Uh, anyway not sure what to say now I'm back here. The short of it is that RYB is just straight up wrong period, and it irks me we still teach it in schools, that's all. Also a lot of people still try to defend RYB because they're professional artists who have been taught to use RYB their whole lives, and it's sorta not their fault and sad they've been misinformed all these years.
Some 350 odd years ago, Newton revolutionized color. He did rather a good job, but he was lacking the proper tools and fundamental information we'd learn later. 40 years later, a guy called Tomas Young looked at Newton's work and got really fucking close, he guessed at the existence of there existing 3 primary colors and that they were red yellow and blue. It seemed to be true at the time, and this info spread across schools where the curriculum on this has not been updated ever since. Even though a mere 50 years after that 2 other guys would prove definitively the true primaries were red, green and violet/blue.

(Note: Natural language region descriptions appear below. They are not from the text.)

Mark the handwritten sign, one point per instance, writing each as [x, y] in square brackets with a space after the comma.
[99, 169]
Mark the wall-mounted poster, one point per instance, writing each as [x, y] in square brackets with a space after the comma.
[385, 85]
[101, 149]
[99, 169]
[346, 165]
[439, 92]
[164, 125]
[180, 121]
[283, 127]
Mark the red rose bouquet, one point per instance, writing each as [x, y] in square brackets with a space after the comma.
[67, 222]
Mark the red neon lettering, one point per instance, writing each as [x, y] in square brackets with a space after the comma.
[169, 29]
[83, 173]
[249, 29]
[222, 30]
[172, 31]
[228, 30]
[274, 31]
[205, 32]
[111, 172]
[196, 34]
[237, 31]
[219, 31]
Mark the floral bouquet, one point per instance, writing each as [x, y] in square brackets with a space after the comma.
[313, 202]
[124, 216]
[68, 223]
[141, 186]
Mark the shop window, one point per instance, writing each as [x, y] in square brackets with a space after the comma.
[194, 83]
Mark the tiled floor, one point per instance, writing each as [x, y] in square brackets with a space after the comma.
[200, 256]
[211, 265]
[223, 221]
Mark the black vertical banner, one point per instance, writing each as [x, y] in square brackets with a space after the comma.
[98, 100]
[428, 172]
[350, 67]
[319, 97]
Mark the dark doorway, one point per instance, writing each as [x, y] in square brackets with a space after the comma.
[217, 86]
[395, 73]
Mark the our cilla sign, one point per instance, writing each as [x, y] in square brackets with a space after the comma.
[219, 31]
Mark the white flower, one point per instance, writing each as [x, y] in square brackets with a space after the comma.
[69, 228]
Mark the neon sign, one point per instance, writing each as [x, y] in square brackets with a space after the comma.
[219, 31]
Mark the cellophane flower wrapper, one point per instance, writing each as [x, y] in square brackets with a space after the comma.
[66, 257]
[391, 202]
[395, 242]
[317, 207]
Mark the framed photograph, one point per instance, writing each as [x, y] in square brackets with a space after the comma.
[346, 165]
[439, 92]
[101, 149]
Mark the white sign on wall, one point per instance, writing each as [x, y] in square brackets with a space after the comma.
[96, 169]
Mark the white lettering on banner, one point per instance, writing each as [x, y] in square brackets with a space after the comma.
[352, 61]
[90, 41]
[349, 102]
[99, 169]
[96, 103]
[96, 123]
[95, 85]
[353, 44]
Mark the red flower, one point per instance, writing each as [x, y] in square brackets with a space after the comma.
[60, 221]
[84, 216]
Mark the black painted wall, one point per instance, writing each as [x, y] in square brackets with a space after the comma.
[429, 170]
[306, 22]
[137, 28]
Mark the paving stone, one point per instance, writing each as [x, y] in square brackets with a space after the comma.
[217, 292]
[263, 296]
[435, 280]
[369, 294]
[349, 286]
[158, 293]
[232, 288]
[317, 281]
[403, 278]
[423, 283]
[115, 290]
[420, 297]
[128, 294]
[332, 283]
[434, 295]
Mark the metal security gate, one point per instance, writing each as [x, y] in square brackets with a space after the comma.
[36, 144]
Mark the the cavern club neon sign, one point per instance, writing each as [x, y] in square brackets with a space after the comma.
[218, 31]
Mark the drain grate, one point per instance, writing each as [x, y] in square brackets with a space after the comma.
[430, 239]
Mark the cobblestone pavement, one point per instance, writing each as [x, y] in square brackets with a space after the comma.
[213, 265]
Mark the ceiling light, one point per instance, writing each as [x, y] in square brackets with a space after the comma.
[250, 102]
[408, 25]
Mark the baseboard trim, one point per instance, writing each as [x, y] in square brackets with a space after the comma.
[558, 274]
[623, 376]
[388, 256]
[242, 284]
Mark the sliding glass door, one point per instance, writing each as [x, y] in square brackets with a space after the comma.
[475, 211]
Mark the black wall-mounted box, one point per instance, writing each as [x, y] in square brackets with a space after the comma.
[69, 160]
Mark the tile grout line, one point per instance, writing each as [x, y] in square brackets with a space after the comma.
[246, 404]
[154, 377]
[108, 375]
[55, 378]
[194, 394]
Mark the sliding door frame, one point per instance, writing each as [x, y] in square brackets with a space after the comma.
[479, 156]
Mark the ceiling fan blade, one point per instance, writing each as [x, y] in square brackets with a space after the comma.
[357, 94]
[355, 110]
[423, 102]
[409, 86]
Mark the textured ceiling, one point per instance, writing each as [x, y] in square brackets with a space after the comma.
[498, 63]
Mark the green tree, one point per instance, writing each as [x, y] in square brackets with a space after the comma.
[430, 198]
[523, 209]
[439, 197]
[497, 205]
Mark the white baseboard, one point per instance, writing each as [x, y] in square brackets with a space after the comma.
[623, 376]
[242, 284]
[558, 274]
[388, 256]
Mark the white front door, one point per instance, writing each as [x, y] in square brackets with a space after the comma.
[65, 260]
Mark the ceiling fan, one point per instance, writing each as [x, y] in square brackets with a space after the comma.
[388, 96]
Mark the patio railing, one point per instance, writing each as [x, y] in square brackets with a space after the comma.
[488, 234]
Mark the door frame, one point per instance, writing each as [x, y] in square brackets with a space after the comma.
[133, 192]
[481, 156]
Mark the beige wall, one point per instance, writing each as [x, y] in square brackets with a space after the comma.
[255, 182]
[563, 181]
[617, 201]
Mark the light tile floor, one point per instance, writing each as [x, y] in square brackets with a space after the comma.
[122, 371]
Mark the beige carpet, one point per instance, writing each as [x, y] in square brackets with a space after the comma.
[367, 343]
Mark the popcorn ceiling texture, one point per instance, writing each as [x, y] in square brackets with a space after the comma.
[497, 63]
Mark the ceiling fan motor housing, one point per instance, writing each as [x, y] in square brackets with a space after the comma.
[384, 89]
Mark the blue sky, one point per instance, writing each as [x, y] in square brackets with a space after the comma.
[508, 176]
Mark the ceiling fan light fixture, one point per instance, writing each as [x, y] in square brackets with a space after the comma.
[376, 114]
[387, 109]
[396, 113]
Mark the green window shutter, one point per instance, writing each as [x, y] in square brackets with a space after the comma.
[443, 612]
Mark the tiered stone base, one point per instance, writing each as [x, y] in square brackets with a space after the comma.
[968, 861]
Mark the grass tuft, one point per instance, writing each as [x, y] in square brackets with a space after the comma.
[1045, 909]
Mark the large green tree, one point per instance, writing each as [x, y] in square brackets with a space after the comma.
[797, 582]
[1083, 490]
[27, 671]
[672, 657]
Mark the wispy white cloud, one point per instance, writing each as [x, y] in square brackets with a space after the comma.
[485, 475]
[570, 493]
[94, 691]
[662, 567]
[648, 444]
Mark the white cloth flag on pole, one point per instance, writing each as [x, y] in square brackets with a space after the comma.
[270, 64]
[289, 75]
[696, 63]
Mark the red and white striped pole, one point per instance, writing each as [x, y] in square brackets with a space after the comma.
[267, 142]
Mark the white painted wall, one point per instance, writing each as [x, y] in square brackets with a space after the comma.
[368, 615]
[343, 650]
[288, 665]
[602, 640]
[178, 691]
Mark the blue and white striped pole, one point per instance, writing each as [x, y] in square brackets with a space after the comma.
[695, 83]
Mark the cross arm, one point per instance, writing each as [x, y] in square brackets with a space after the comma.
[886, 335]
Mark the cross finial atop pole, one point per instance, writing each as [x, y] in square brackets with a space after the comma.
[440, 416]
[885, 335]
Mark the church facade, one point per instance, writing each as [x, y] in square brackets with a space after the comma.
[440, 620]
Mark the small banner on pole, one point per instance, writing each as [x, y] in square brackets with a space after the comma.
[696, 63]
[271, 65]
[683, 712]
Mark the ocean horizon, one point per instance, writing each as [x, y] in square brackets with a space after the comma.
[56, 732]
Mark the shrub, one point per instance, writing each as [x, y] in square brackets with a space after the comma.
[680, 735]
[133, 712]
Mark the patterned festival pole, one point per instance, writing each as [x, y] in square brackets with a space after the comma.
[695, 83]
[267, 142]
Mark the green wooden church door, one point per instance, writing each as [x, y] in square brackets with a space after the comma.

RYB was never right, it's just holdover from ages past and is continually mistaught. (Perhaps because artist-types don't really care about science). It's RGB for light and CYM for paints—there's no such thing as "subtractive color" by the way, it's just a term we use. We only see the light from physical objects that ISN'T absorbed, hence you want to use the exact inverse of RGB when using paints. But it's just inverted RGB, it's not actually different.
You can still use RYB for paint, because you can use any 3 roughly equally spaced apart colors. But the gamut you have available when using anything other 3 than CYM is far lower, and RYB also tends to produce really gross muddy colors when mixing.